1988 Big East Conference baseball tournament
- Teams: 4
- Format: Double-elimination
- Finals site: Muzzy Field; Bristol, CT;
- Champions: St. John's (3rd title)
- Winning coach: Joe Russo (3rd title)
- MVP: Mike Weinberg (St. John's)

= 1988 Big East Conference baseball tournament =

American college baseball tournament

The 1988 Big East baseball tournament was held at Muzzy Field in Bristol, Connecticut. This was the fourth Big East baseball tournament, and was won by the . As a result, St. John's earned the Big East Conference's automatic bid to the 1988 NCAA Division I baseball tournament. This was the Redmen's third tournament championship in the first four.

== Format and seeding ==
The 1988 Big East baseball tournament was a 4 team double elimination tournament. The top two teams from each division, based on conference winning percentage only, earned berths in the tournament. Each division winner played the opposite division's runner up in the first round.

| Team | W | L | Pct. | GB | Seed |
North Division
| Providence | 12 | 6 | .667 | – | 1N |
| St.

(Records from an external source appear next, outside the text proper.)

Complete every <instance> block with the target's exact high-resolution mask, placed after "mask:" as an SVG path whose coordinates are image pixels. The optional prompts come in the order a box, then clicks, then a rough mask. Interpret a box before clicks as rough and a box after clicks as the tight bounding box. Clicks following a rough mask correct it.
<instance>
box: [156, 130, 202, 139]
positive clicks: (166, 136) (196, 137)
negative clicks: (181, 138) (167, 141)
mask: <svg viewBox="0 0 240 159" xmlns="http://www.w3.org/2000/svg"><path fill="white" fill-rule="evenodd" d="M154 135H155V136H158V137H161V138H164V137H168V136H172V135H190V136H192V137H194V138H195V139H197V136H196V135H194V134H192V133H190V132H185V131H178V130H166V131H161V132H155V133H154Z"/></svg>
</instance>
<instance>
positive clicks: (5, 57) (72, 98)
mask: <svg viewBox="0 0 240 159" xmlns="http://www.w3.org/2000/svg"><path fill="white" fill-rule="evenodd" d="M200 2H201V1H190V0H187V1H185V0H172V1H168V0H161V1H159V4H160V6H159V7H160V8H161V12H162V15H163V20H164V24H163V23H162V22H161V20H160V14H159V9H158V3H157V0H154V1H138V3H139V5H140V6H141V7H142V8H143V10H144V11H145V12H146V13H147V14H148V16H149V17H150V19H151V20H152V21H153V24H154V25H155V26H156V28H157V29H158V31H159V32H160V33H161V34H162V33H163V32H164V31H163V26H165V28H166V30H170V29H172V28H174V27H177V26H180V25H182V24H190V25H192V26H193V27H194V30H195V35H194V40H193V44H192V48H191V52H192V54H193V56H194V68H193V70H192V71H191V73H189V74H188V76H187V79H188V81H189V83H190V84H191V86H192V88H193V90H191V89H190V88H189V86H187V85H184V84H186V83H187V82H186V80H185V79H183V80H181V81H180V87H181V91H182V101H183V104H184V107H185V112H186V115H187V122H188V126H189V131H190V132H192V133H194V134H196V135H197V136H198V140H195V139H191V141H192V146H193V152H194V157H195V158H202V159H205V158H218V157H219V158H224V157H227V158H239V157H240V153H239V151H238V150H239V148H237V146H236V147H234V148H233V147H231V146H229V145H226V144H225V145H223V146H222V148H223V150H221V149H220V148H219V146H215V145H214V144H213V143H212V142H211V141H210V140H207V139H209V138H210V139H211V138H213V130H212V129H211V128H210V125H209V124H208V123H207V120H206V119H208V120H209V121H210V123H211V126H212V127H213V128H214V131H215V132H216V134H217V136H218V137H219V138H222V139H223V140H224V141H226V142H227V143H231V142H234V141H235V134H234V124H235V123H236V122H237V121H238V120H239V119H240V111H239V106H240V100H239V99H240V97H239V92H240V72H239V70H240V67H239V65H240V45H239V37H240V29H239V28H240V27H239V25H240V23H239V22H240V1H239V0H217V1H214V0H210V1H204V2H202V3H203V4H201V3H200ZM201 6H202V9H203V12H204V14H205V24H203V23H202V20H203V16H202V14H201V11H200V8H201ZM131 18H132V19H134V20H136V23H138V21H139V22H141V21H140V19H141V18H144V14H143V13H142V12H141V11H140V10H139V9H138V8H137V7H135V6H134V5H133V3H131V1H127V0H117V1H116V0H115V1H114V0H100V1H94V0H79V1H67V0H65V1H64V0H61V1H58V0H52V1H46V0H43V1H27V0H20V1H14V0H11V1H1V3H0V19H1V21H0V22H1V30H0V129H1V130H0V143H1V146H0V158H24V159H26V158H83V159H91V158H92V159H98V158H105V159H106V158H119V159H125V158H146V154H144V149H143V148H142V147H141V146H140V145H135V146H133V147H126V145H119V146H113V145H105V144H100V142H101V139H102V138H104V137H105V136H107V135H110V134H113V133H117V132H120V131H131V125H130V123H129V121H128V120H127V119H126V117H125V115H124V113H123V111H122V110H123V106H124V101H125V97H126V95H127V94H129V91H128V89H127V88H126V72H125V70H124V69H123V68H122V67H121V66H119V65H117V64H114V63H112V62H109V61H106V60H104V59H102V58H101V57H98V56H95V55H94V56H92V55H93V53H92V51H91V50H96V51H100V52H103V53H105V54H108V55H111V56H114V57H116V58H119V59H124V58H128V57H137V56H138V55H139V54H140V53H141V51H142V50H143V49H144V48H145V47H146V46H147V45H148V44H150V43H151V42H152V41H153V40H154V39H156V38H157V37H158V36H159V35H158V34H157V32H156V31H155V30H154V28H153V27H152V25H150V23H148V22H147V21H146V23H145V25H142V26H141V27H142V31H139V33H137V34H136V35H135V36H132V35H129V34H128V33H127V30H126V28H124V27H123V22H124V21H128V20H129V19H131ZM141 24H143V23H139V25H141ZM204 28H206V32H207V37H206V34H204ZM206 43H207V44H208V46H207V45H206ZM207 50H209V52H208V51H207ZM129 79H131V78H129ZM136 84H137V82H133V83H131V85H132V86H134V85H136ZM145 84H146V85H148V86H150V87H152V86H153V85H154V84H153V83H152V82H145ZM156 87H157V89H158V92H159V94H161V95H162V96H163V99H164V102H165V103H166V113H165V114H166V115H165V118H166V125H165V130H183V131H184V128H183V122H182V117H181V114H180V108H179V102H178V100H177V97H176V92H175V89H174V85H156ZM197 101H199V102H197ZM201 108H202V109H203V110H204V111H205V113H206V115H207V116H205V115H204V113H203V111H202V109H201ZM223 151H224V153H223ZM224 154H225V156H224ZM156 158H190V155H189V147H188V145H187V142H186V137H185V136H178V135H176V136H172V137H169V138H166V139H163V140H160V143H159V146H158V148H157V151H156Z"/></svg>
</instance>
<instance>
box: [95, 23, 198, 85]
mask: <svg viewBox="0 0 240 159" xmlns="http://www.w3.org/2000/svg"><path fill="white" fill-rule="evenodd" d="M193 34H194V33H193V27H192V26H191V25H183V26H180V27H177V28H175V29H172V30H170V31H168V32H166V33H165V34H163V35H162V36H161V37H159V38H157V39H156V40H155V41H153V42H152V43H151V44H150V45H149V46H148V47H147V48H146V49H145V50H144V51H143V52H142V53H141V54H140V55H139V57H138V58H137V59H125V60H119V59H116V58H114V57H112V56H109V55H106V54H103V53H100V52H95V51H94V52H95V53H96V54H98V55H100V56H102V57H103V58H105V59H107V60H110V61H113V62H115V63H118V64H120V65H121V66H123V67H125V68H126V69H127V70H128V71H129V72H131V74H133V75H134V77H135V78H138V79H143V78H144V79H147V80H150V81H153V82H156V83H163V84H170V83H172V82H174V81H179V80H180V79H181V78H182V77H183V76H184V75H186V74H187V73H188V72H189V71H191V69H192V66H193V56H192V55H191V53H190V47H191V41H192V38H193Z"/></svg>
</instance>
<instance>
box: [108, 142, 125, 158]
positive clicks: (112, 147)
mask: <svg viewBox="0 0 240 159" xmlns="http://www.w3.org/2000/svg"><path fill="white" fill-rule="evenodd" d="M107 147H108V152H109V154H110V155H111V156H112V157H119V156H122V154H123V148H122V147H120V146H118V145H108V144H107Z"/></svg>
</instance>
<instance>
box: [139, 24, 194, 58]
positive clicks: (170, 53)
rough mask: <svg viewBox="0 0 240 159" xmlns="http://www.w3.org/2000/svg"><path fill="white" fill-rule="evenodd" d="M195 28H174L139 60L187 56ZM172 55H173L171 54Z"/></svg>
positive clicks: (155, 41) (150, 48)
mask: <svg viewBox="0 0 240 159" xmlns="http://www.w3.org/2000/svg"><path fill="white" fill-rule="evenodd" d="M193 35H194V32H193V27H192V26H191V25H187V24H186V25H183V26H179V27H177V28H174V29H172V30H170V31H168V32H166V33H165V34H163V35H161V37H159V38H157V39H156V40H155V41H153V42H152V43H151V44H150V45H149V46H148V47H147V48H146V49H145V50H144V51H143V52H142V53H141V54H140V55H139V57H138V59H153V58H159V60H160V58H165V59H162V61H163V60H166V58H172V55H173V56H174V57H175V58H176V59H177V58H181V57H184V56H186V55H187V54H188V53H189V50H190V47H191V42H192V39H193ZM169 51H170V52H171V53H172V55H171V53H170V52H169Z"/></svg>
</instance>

John's | 9 | 9 | .500 | 3 | 2N |
| Boston College | 8 | 10 | .444 | 4 | – |
| Connecticut | 7 | 11 | .389 | 5 | – |
South Division
| Villanova | 16 | 2 | .889 | – | 1S |
| Seton Hall | 12 | 6 | .667 | 4 | 2S |
| Georgetown | 4 | 13 | .235 | 11.5 | – |
| Pittsburgh | 3 | 14 | .176 | 12.5 | – |

== All-Tournament Team ==
The following players were named to the All-Tournament team.

| Position | Player | School |
|---|---|---|
| 1B | Rick Petrone | Villanova |
| 2B | Wally Heckell | St. John's |
| 3B | Gary Scott | Villanova |
| SS | Kerry Cahill | St. John's |
| C | Brian McNamee | St. John's |
| OF | Robert Lambraia | St. John's |
| OF | Dana Brown | Seton Hall |
| OF | Mike Weinberg | St. John's |
| DH | Tom Dobson | St. John's |
| P | Tom Singer | St. John's |

== Jack Kaiser Award ==
Mike Weinberg was the winner of the 1988 Jack Kaiser Award. Weinberg was an outfielder for St. John's.